Liczba wyświetleń: 1988
Mamy dzieci postmarksizmu. Kindze Dudównej, Ziemowitowi Gowinowi, Monice Miller powinno się zafundować wycieczkę na archipelag Gułag, żeby zobaczyli w jakich warunkach ich przodkowie umierali z powodu ideologii, do której wchodzące w dorosłe życie dzieci polityków się dołączają. Zastraszające jest jak wielkie braki w klasycznej edukacji – jeden filozof, druga prawniczka trzecia celebrytka – mają.

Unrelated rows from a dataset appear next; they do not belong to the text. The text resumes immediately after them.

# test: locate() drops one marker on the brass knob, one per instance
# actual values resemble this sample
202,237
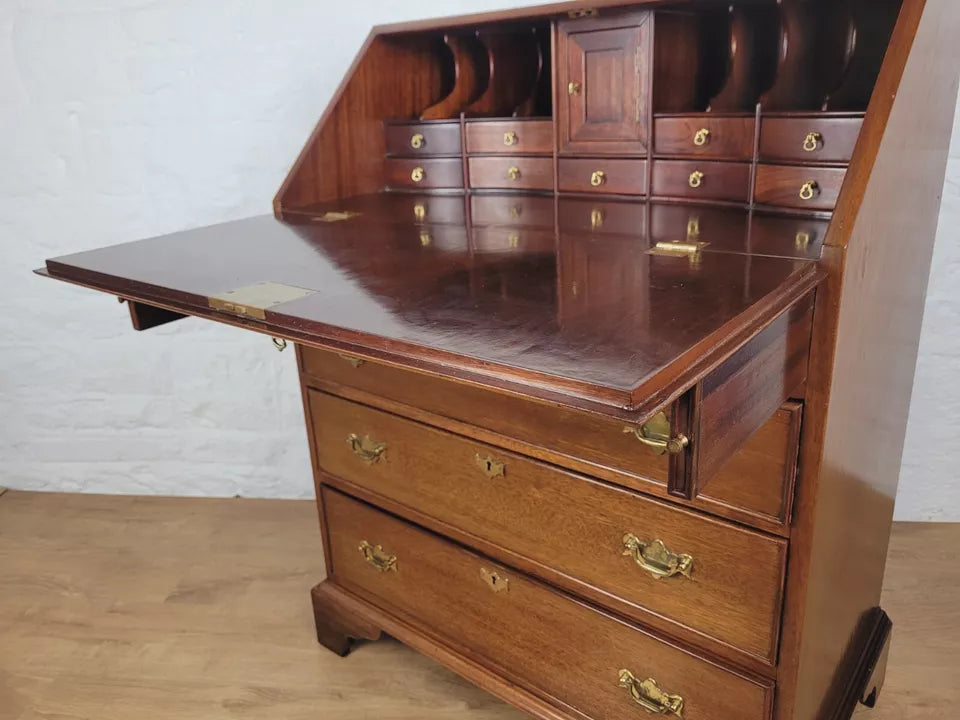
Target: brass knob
812,142
810,190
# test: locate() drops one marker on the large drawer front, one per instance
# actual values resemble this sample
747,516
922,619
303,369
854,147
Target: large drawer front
566,523
587,442
541,639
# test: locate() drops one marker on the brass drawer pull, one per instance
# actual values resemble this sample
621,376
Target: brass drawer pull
490,467
375,556
648,695
365,448
655,434
810,190
494,580
812,142
656,559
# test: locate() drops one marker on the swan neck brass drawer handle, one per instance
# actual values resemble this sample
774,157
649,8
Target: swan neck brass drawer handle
810,190
656,559
648,695
655,434
490,467
376,557
812,142
365,448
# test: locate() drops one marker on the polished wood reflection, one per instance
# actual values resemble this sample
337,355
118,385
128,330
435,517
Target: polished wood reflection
594,316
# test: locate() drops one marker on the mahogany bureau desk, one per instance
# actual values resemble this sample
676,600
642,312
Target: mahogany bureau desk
606,320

Dzieci polityków uważają, że ich ojcowie są zazwyczaj dobrzy, ale głupi. Przemawiają ateoretycznie Marksem lub skrajnym liberalizmem i „czują”, że ich wolność jest uszczuplana w katolicko tradycyjnej Polsce. Czekać tylko aż zadeklarują wolę emigracji z „katokraju”. Nie chcą się uczyć od moralnych autorytetów, nie chcą słuchać, wiedzą najlepiej i półprzytomnie czerpią pochodne z wielkich ideologii zbitki krążące w masowej kulturze. Jak daleko to zaszło?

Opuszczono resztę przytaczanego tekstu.